И утром плакала. Не вышла к завтраку. Хорошо, что барабанил дождь, и, значит, никому не было до нее дела, и она могла плакать, не боясь, что кто-нибудь увидит ее за таким бабьим занятием...
Начальник отряда по случаю дождя объявил выходной. Решено было, коли выходной, затеять пульку. И сразу же после завтрака засели. Играли уже часа три, когда в палатку вошла Катя-махорка. В ее руках была миска, полная горячих пышек с изюмом. Но пришла она не в очень удачный момент — разыгрывался мизер, и поэтому всем было не до нее. Только начальник отряда, во всем любивший порядок, отрывисто спросил:
— Почему тетя Шура не принесла?
— А какая разница! — тут же воскликнул самый молодой из гидрометристов. — Были бы пышки! — и ухватил из миски сверху самую румяную..
— Поставь сюда, — сказал начальник отряда и кивнул головой на край стола.

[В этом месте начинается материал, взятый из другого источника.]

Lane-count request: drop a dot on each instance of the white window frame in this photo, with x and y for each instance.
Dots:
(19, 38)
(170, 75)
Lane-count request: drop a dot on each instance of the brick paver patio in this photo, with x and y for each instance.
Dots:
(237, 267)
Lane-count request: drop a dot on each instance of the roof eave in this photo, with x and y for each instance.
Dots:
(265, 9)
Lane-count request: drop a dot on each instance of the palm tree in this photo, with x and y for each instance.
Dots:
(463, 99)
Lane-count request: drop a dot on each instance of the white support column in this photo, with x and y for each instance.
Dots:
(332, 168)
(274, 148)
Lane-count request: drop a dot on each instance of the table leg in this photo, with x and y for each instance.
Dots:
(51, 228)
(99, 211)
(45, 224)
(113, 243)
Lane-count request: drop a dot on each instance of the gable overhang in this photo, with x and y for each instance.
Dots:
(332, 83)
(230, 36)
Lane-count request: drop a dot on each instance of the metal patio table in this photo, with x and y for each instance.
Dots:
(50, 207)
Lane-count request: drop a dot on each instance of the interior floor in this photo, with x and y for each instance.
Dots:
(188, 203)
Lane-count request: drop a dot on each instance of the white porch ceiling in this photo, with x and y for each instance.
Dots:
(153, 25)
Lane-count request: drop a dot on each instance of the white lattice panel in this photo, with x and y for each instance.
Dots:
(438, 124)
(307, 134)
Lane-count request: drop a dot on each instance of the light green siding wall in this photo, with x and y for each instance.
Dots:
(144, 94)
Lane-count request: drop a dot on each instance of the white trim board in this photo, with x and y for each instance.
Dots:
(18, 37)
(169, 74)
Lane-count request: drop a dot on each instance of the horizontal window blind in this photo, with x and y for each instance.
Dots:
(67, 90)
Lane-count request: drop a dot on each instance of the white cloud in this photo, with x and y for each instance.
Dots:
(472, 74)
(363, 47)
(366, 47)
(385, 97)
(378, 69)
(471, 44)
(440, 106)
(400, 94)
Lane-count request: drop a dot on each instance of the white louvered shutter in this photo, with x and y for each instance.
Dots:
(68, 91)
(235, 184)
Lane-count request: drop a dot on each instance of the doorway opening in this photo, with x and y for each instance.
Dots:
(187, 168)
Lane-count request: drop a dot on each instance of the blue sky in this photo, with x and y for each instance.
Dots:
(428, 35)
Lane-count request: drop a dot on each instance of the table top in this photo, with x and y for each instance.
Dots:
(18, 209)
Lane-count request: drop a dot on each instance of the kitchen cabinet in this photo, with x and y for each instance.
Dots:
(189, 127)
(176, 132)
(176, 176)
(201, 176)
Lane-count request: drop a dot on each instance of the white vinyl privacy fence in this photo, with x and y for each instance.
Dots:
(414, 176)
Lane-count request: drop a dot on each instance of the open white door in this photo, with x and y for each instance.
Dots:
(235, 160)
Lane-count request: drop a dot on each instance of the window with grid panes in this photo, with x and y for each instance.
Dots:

Она поставила. И тут же про нее забыли. Им и в голову не пришло хотя бы взглянуть на нее. И уж тем более не пришло в голову подумать, что это она, Катя-махорка, мужик в юбке, раздобыв у поварихи тети Шуры муки, соды, изюма и масла, целых два часа возилась с этими пышками и, раскрасневшаяся от печного жара, принесла их, в надежде, что, может, у того, с властными глазами, переменится о ней мнение. И стояла с опущенной головой, смущенная. Но они даже не поглядели на нее...
Солнечная долина
В первый же день войны многие изыскатели ушли на фронт добровольцами — и вскоре их семьи получили похоронные. Узнав об этом, в главке встревожились, потому что изыскателей по всей стране было не так-то много, их надо было сохранить, «наложить броню», то есть специальным указом правительства освободить от фронта. И освободили.
Вот почему во время войны старший техник Киселев оказался на Урале. Он работал на изысканиях мостового перехода через реку Косьву. Работал не хуже других, но и не лучше, знал свое дело, но знали свое дело и другие, короче говоря, он не был тем единственным, за которого держатся, которого ценят, балуют. И потому часто случалось, что его назначали то переплетчиком (надо же было проект привести в достойный вид, чтобы представить свою работу в Москву посолиднее; и Киселев брошюровал синьки, подшивал докладные записки, лепил из картона футляры), то назначали его в помощь завхозу, и он должен был ехать в Акмолинск за пшеном и покупать его там, вернее, не покупать, а таскать пшено в чемоданах, укрываться от зоркого глаза транспортной милиции и не сметь высказывать своих чувств, что все это мерзко, противозаконно. Шла война, и мало кто в то время считался с желаниями, самолюбием, характером. Надо — и точка!
Постепенно Киселев к такому своему положению привык и даже стал находить некоторое удовлетворение, если ему удавалось хорошо то или иное задание выполнить.
С таким же хорошим желанием сделать как надо он однажды отправился в дальнюю партию за лошадьми. Начальник этой партии тянул ветку от угольных шахт к главной магистрали, откуда уголь уже шел на железнодорожную линию. Чтобы работы велись поскорее, шахтеры выделили ему пять лошадей. Об этом узнал начальник экспедиции и отправил Киселева за парой гнедых, как он выразился.
И Киселев поехал. В помощь ему дали мальчонку из рабочих экспедиции, лет пятнадцати. Никогда до этого Киселев его не видал, теперь же, сидя в поезде, разговорился и узнал, что мальчонку зовут Ганс, что его отец и мать куда-то высланы, а он причислен к экспедиции.
— Значит, ты немчонок? — удивленно разглядывая белобрысого мальчугана, спросил Киселев, и какое-то недоброе чувство шевельнуло его сердце, хотя мальчонку было бы вроде даже и жаль.
Мальчуган ничего не ответил и немного отодвинулся от Киселева. Больше разговора на эту тему не было, да и вообще Киселеву говорить ни о чем не хотелось. Все было сложно, трудно, и конца не виделось тому неопределенному положению, в которое поставила его война. Было такое состояние, что он, собственно, не живет, а дожидается того времени, когда война кончится и будет возможно уехать домой в Ленинград, где вот уже третий год пустует комната, в которой довелось пожить ему с женой всего-то несколько месяцев. И почему-то казалось, что стоит только попасть ему в ту комнату, как все определится и начнется совершенно иная жизнь, где с ним будут считаться, где его будут уважать.